Pick a healthy stride, her father had said more than once as she trekked behind him down at Chouse, and lean into it like you might a good wind; that way you covers a fair distance without getting winded from all them baby steps and meandering about. And keep to the small rocks, not the big ones, when you’re walking on the beach, so’s you won’t roll on one and twist your ankle.

She was walking close on half an hour, she figured, when the wind hit. Riding a dark blue on the face of the sea, it curled the waves forward, raising dust and twigs and anything else of like that was strewn around the beach, and tumbling it along as easy as it might a ball of duck’s down. Pulling on her jacket, she quickly buttoned it, abandoning the pebbly shoreline for the larger, more cumbersome rocks nearer the woods, and seeking what shelter the trees might afford from the wind. A bit of ground patched with grass extended along the treeline, making for a sort of path, allowing her to steer clear of the cumbersome larger rocks and keep the healthy stride she had started out with. And despite the sudden chill, the wind was more help than hindrance as it lifted her step, buoying her along. Surely she would be there more quickly than the hour and a half she had allotted, and won’t Aunt Missy be happy, she thought, when she looks up and sees her coming. And her mother too, when she got home and found her missing, and they all come looking for her and found her walking down the shore with Missy leaning on her—for that would be the best thing—for Missy to come down to Rocky Head, finally, and sit with her mother, and meet her father and brother and Grammy Prude. Course, it would be hard for Missy to walk with a broken leg, but they’d manage somehow, for the first part of the walk anyway, till she got tired; but by then, her mother would have seen them from the boat, because she would sure to be in the boat watching the shoreline as some of the uncles walked. And then they’d all climb aboard the boat and her father would carry Missy into the house, because her father was strong and it would be easy for him to carry Missy; she’d seen him carry her mother up over the stairs more than once when he’d been teasing her and she was trying her best to feed Brother or do some housework and he was wont to leave her alone. She smiled, thinking back on her mother and her father. It was always hard to tell if they were playing at first, because her mother would never smile or act silly like her father, and she’d always try to get around him whenever he blocked her way coming out of her room, or down the stairs, or in the kitchen, even; but she had learned that her mother seldom smiled anyway, and when she was having none of her father’s silly ways, she had her own means of jousting him out of the house.

She had travelled perhaps another twenty minutes when her step began to lag. Stopping for a breather, she looked back to see how far she had come and was startled to recognize nothing behind her—even the brooks had fallen behind a point of land. How dreary everything now looked with the fog drifting in over the water, gathering the grey of the evening into its folds as it banked the sun, swiping the colour from the land around her.

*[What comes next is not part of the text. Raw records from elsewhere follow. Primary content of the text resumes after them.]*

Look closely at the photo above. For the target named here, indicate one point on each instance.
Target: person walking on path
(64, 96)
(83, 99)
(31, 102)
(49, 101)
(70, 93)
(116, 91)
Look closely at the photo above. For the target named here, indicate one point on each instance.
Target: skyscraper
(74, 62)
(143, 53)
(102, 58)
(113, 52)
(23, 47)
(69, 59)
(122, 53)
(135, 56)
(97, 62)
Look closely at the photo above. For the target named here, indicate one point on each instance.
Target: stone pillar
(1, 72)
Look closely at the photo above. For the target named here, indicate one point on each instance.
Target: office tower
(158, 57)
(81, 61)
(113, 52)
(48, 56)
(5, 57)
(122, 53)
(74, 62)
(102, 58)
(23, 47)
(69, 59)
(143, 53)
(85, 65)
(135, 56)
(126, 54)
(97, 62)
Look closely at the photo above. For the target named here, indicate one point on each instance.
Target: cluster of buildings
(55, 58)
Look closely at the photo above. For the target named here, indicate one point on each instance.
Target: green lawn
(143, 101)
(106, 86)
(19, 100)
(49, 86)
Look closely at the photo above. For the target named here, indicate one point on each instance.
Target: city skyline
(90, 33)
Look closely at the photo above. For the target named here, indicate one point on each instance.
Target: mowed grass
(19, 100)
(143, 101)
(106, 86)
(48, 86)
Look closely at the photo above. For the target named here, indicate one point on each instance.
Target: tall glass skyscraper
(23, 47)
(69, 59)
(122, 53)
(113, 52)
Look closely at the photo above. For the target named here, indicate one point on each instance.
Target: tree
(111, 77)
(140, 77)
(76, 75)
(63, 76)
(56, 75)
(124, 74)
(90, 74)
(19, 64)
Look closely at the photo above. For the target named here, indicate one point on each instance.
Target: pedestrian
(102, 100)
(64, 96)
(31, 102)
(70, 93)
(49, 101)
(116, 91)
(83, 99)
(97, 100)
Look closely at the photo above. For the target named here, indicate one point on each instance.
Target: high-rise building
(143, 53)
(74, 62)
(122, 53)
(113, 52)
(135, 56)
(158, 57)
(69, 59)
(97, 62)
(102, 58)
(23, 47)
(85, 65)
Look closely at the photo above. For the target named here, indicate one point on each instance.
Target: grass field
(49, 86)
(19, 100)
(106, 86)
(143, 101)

Well, she’d tramped around in overcast skies before, and looking up towards the Basin was heartened to see a few dots of light, like far-off stars, twinkling. Another ten minutes or so and the lay of the land would conceal those twinkling lights from the Basin, but the fogbank beat even that, and within minutes, the little lights vanished in shrouds of grey, along with the path before her. But it was more over the water the fog hung, and she was still able to see a good distance ahead and behind her.